From the first equation, we express \(y\) in terms of \(x:\)

\[y = \frac{\pi}{2} - x,\]

and substitute into the second equation:

\[\sin x + \sin y = 1, \Rightarrow \sin x + \sin \left({\frac{\pi}{2} - x}\right) = 1, \Rightarrow \sin x + \cos x = 1.\]

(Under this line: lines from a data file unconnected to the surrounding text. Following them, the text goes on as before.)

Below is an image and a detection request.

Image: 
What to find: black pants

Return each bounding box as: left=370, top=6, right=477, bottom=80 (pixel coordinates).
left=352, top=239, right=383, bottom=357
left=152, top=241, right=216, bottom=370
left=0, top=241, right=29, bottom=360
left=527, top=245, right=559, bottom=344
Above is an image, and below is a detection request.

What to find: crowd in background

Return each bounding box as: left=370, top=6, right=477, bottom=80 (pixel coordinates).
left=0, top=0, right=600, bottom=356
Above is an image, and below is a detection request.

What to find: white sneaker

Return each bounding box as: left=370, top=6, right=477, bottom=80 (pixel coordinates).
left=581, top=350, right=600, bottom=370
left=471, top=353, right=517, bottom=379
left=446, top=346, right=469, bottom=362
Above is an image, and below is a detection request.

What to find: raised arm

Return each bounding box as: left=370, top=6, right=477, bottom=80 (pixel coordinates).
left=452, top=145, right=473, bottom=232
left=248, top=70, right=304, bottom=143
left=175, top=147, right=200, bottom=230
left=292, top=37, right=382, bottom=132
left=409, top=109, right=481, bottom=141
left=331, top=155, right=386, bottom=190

We got a linear trigonometric equation. Let's solve it using the R method. Multiply both sides of the equation by \(\frac{\sqrt{2}}{2}\) and convert the expression in the left-hand side into one trig function:

\[\frac{\sqrt{2}}{2}\sin x + \frac{\sqrt{2}}{2}\cos x = \frac{\sqrt{2}}{2}, \Rightarrow \cos\frac{\pi}{4}\sin x + \sin\frac{\pi}{4}\cos x = \frac{\sqrt{2}}{2}, \Rightarrow \sin\left({x + \frac{\pi}{4}}\right) = \frac{\sqrt{2}}{2}.\]

The solution of this equation is written in the form of two branches:

\[x + \frac{\pi}{4} = \frac{\pi}{4} + 2\pi n, \Rightarrow x_1 = 2\pi n,\]
\[x + \frac{\pi}{4} = \frac{3\pi}{4} + 2\pi n, \Rightarrow x_2 = \frac{\pi}{2} + 2\pi n,\]

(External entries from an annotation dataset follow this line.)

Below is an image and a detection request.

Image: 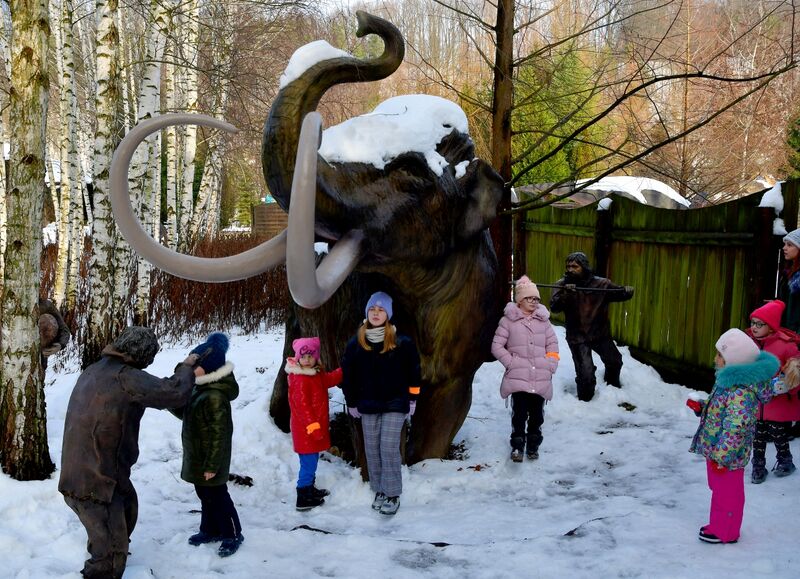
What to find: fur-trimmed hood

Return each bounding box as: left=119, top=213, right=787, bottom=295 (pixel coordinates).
left=716, top=351, right=780, bottom=400
left=503, top=302, right=550, bottom=322
left=283, top=358, right=319, bottom=376
left=194, top=362, right=239, bottom=400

where \(n \in \mathbb{Z}.\)

Find now the corresponding values of \(y:\)

\[y_1 = \frac{\pi}{2} - x_1 = \frac{\pi}{2} - 2\pi n,\]
\[y_2 = \frac{\pi}{2} - x_2 = \cancel{\frac{\pi}{2}} - \cancel{\frac{\pi}{2}} - 2\pi n = - 2\pi n, \;n \in \mathbb{Z}.\]

The final answer is written as \(\left({x,y}\right)\) pairs:

\[\left({2\pi n,\frac{\pi}{2} - 2\pi n}\right), \left({\frac{\pi}{2} + 2\pi n,- 2\pi n}\right),\;n\in\mathbb{Z}.\]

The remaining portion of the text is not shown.